Grammar review,第1張

Grammar review,第2張

To become a good writer you should have some basic ability to analyze grammar. Here I provide a bare-bones course in what you need to know. I'll focus on clauses and verbs, because these are the core structures and words on which everything else hangs. (Skip this section if grammar gives you uncontrollable panic attacks. Just make sure you have a reviser who can recognize an independent clause, and who knows how to turn the passive voice into the active voice.)

  Clauses are the key syntactical structure of English sentences. When you're looking over a string of words, you should be able to decide whether it's one of two things: a clause or a phrase. A phrase is any string of words that doesn't meet the definition of a clause. Defining a clause is more complex. A clause consists of two parts: a noun acting as a subject, and a finite, conjugated verb attached to that subject. A finite verb is one that has a specific tense (infinitives such as to read are so called because they have no finite or limited sense of time (past tense, present tense, future tense); they are in a real sense infinite). The other requirement for a verb in a clause is that it be conjugated. A conjugated verb fits the person and number of the subject. Girl walks has a finite, conjugated verb, and thus is a clause. Girl walking does not, and is thus a phrase (girl is walking, or girl was walking, are clauses: so verbs can be compounds, made of a participle and an auxiliary or helping verb).

  Some examples (the phrases and clauses on each line are not matched in any particular way):


PHRASES
CLAUSES


in order to get home
she sat


knowing the facts of the matter
the student is reading


to listen to music
the office has been closed


seemingly an example of role conflict
the situation may deteriorate


a cloud lazily drifting across the sky
which drifted across the sky


a kid running down the street
that he knew


her standing there
although he works hard

  Some phrases might seem to resemble clauses, as in the last three examples in the left column above. They have action (drifting, running, standing) and a person or thing doing the action (cloud, kid, her), right? But the action is not expressed as a conjugated finite verb. These three things—drifting, running, standing—are all parts of verbs, or participles. To have a whole verb you'd need to add an auxiliary: the cloud was drifting, a kid is running, she was standing.

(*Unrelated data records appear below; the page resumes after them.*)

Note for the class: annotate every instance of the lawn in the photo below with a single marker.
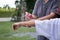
(23, 33)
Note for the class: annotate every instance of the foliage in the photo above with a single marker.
(4, 12)
(6, 32)
(30, 5)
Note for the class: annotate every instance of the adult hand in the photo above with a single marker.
(15, 26)
(28, 16)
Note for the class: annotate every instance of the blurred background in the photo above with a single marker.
(12, 11)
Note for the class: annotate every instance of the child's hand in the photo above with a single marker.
(15, 26)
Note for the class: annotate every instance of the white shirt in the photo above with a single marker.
(49, 28)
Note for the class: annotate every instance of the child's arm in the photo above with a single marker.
(25, 23)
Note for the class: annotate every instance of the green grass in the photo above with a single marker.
(6, 32)
(6, 12)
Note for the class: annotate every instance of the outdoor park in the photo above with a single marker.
(16, 14)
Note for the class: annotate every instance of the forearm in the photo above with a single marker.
(52, 15)
(27, 23)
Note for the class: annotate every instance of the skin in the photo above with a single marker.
(29, 16)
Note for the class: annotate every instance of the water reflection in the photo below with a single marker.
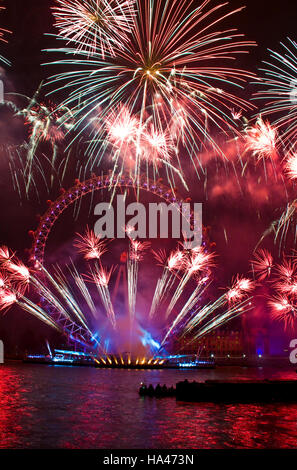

  What about the clauses? Note that only some of them sound like (and are) complete sentences. An independent clause is a clause that, without any changes, could stand as a complete sentence—see the first four examples above. A dependent clause, by contrast, cannot stand as a complete sentence because it begins with a subordinating conjunction, relative adjective, or relative pronoun—see the last three examples.